We come to the question that inspired this blog post:
How much error can a proof contain before it ceases to be truth?
The answer may surprise you.
The answer is zero. Cero, Zéro, Null, Zero, Zero, Ноль, 零, ゼロ, صفر, शून्य, 제로, Sıfır, Nul, Noll
Now, let’s be clear. This doesn’t mean that your paper is garbage if it has an unclear sentence.
But it does mean that the responsibility I accept when writing a paper is to make it error-free. Think about the last time you read something and it had an error in it. It can make it 10x harder to understand the paper and destroy your confidence in it.
Oft-times this level of editting involves seemingly silly things. Getting the floors, ceilings and edge cases right. But I think there’s no point in calling these things silly. Sometimes these problems even are real problems. Usually fixing them helps elucidate why an argument is actually working. There is a very beautiful aesthetic to an argument where you can clearly see where all the hypotheses are used and how the argument fits together.
Sometimes it’s ok to not spell out details in the text. But it’s never ok to have not even spelled out the details yourself. If you don’t even care about the work enough to carefully read it, why should anyone else?
As a side note, I think Terry Tao gives some good advice on how to write papers.

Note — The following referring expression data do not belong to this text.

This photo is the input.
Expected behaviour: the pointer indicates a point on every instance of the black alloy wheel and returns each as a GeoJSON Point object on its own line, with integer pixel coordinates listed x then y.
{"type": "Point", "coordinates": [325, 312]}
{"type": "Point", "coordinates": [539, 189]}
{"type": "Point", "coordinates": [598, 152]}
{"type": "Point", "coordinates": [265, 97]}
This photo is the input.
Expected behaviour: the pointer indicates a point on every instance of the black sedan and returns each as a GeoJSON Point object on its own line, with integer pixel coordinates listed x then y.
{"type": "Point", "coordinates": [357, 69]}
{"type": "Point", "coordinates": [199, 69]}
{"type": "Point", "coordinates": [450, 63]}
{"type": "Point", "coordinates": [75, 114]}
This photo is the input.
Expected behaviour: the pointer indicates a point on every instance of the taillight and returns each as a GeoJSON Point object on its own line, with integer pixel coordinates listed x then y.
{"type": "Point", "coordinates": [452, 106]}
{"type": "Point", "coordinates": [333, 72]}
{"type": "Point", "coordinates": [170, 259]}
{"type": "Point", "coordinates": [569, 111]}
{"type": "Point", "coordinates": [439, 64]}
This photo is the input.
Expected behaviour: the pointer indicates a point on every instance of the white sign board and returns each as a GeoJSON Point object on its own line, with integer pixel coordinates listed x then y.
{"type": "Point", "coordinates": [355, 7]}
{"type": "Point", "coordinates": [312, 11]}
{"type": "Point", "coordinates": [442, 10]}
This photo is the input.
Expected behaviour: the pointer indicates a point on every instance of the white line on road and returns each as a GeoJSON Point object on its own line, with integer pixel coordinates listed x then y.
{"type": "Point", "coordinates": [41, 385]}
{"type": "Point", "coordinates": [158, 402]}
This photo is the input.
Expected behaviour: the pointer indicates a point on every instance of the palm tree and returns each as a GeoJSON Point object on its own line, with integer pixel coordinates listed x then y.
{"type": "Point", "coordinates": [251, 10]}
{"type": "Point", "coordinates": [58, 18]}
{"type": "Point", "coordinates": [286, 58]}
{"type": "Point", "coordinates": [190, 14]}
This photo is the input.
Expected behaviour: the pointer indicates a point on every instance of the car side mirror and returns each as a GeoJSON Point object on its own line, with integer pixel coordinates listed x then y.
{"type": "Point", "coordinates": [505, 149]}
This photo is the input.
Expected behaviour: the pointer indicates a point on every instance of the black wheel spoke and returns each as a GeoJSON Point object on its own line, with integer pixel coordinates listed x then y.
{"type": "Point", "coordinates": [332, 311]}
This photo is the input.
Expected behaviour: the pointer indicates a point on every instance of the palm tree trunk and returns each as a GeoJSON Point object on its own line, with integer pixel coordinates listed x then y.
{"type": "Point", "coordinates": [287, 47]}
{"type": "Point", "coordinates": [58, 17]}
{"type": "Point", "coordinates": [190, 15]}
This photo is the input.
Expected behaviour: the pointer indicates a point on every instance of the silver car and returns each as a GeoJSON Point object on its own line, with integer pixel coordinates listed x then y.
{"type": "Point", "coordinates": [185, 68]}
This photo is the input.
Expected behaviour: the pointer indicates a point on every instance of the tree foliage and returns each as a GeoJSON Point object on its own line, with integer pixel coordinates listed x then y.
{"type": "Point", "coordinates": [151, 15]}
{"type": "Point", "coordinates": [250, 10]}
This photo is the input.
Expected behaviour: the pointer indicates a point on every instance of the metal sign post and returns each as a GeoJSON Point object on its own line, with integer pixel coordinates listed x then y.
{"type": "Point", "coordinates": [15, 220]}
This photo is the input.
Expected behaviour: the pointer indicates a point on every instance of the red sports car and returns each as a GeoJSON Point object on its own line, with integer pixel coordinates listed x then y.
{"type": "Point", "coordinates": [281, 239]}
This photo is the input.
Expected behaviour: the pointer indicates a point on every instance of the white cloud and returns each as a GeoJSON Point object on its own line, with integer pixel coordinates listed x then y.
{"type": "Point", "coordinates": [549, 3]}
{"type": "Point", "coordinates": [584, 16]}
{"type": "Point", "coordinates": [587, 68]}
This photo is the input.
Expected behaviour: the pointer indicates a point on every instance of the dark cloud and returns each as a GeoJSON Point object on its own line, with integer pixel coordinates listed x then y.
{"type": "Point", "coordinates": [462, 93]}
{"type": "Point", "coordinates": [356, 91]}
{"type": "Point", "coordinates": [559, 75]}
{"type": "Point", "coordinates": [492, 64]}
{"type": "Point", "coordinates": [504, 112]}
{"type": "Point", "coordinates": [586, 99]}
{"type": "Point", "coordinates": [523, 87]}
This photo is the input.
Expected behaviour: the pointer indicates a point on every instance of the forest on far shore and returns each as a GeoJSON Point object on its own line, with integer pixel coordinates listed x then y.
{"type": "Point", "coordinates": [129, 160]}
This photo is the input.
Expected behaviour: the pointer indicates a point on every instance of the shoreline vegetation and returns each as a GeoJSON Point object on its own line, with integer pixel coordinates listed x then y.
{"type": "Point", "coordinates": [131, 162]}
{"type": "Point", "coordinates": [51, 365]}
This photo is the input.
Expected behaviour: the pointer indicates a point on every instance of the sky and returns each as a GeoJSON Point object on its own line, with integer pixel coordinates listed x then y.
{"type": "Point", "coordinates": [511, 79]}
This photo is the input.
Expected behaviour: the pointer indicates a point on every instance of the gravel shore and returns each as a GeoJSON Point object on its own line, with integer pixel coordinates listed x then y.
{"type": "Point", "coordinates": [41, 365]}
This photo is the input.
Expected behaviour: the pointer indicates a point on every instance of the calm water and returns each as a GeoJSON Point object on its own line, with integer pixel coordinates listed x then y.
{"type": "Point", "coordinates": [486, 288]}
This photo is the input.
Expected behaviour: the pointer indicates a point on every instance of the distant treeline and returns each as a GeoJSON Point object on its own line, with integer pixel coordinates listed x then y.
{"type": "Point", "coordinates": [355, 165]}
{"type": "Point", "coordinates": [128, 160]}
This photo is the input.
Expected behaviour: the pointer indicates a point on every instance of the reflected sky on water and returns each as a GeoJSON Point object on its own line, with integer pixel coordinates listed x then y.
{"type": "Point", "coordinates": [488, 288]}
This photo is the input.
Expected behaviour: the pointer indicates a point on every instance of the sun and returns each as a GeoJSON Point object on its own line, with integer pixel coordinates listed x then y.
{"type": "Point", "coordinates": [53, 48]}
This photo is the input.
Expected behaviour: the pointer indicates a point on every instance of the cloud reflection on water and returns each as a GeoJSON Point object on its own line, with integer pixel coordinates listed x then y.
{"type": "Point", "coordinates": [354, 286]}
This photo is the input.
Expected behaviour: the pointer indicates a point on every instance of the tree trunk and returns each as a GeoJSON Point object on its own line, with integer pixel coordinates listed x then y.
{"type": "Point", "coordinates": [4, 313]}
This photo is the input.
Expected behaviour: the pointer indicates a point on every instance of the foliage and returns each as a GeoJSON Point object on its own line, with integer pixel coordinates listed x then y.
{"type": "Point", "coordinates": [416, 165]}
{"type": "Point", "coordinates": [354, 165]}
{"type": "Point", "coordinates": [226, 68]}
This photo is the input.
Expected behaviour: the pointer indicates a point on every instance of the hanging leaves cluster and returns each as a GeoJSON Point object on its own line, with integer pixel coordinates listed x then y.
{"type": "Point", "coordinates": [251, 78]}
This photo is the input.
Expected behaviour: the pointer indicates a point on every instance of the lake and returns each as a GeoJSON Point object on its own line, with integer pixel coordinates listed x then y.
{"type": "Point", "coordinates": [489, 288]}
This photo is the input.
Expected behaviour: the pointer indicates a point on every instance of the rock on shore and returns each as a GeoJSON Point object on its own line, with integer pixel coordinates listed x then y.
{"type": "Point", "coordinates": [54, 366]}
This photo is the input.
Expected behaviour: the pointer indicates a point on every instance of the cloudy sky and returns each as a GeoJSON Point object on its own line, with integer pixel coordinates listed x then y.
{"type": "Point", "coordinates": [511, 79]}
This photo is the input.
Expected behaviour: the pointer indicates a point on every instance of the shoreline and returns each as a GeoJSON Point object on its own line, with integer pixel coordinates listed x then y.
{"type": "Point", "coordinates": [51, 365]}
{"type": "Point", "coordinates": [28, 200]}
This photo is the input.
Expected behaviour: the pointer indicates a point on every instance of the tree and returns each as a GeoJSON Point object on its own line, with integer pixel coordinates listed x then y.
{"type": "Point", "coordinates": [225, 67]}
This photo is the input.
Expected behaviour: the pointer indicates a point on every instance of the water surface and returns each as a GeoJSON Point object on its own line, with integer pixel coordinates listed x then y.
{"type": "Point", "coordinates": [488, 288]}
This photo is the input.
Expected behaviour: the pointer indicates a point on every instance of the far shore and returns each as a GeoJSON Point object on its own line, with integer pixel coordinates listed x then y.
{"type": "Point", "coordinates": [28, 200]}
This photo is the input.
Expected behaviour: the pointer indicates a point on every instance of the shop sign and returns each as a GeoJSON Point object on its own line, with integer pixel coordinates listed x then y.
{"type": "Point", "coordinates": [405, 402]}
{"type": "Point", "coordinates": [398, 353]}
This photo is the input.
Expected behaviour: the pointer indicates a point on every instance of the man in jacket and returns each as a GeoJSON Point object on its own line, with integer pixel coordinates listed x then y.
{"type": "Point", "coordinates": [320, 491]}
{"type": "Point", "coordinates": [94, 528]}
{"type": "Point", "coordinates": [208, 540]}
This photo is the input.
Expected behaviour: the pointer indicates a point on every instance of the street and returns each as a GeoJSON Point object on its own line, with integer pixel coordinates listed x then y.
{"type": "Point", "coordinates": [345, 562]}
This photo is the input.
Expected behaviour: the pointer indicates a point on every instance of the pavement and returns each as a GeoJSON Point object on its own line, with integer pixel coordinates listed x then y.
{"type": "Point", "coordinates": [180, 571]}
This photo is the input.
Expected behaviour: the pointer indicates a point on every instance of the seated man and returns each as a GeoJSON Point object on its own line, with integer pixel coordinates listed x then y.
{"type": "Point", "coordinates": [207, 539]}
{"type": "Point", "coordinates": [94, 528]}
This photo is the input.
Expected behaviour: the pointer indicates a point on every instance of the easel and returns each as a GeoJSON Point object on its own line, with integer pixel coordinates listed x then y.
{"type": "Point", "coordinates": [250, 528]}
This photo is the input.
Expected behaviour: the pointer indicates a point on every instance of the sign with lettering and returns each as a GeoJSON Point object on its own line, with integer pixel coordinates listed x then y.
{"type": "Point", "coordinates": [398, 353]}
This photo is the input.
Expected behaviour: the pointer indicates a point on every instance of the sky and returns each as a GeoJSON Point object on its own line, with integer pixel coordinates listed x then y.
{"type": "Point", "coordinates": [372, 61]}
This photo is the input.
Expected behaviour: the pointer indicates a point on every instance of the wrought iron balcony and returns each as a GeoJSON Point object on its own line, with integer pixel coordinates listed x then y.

How much do you have to proof-read / edit a paper? Well, Bradon Sanderson takes a year to edit a book, including four drafts, and has a huge team that helps him check for problems. That kind of makes editting my little 10-20 page manuscript seem more doable.
Alek’s Rule of Truth states that “A paper is not true until you have read it without finding any errors. Preferably this reading happens at least a week after writing it.”
Alek’s Rule of Clarity states that a paper is not clear unless someone who you haven’t already told all about the problem has read it and could understand it.
A final comment or two on writing papers which I hope my future self will read before the next time he writes a paper.
It’s really important to have good organization. Optimal lemma length is like one page. If a proof starts to get longer than that it’s really hard to keep it all in memory.
Splitting description into named paragraphs is a good idea. In the future I prefer avoiding the “3 lemmas nested in a theorem” style and going for the first prove 3 lemmas and then derive the theorem style. Within a proof you should start with a statement of the plan for the proof, and then at every paragraph it should be clear how you are advancing the plan.
So this has actually ended up being a rather long bblog post. And I’m sure it contains some mistakes. And it maybe not super well-organized. Luckily I’m not publishing it in a journal. In the blog medium I don’t have a promise to the reader to have achieved any of these things. In fact, maybe the opposite: I promise this blog post contains errors and was just writen stream-of-conciousness and then never editted.
But anyways maybe the key points are as follows:
- Editting a paper to be true is a vital part of doing research.
- Editting a paper results in clearer simpler ideas.
- Editting a paper makes it so that other people (including future you!) can read your paper.
- In a well organized paper it is clear how the logic flows (this serves to illuminate potential flaws in the logic).
- Check edge cases. Run the argument on simple examples. At each line ask “is this really true?” and actually check.
- Have a separate “error-finding” mode where you assume the paper is false and try to find the error.
- Editting a paper makes something beautiful and helps you appreciate the results more.
Ultimately, you are finished writing a paper when you finally realize “ah it really is true”.